Let me first modify your example a little bit by converting the outer flatMap into two operations (a map and a flatMap with identity, doing only flatten):

Stream.of("a", "b", "c")
      .map(s -> Stream.of("x", "y")
            .flatMap(sd -> IntStream.rangeClosed(0, Integer.MAX_VALUE)
                  .mapToObj(sd::repeat)))
      .flatMap(s -> s)
      .map(s -> s + "u")
      .limit(20)
      .forEach(System.out::println);

We can easily see that we need no more than 20 elements from each inner stream.

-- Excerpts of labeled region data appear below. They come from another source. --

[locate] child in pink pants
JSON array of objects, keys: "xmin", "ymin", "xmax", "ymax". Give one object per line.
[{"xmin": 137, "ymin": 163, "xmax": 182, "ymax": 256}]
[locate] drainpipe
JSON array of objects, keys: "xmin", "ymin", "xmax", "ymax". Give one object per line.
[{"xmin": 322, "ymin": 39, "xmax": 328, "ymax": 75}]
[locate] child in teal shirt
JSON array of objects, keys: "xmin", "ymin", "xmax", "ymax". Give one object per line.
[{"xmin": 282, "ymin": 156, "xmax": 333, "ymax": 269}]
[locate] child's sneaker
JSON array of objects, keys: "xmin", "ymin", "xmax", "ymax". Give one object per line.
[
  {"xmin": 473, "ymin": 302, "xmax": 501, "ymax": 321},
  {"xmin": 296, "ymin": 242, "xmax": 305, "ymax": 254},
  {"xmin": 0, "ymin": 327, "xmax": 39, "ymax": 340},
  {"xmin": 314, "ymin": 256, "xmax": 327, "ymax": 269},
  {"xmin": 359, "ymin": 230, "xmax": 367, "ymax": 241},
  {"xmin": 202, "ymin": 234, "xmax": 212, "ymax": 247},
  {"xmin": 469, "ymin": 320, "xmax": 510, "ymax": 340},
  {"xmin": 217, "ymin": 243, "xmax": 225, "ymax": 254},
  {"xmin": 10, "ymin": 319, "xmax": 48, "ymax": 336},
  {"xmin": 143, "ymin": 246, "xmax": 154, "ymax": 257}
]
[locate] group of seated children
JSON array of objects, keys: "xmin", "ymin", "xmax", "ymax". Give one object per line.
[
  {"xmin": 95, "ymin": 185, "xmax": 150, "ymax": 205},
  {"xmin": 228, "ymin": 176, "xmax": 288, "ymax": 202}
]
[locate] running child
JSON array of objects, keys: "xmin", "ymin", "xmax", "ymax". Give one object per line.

So we can limit each stream to this number of elements. This will work (you should use a varaible or constant for the limit):

Stream.of("a", "b", "c")
      .map(s -> Stream.of("x", "y")
            .flatMap(sd -> IntStream.rangeClosed(0, Integer.MAX_VALUE)
                  .mapToObj(sd::repeat)))
      .flatMap(s -> s.limit(20))            // limit each inner stream
      .map(s -> s + "u")
      .limit(20)
      .forEach(System.out::println);

Of course this will still produce too much intermediate results, but it may not be a big problem under the above restrictions.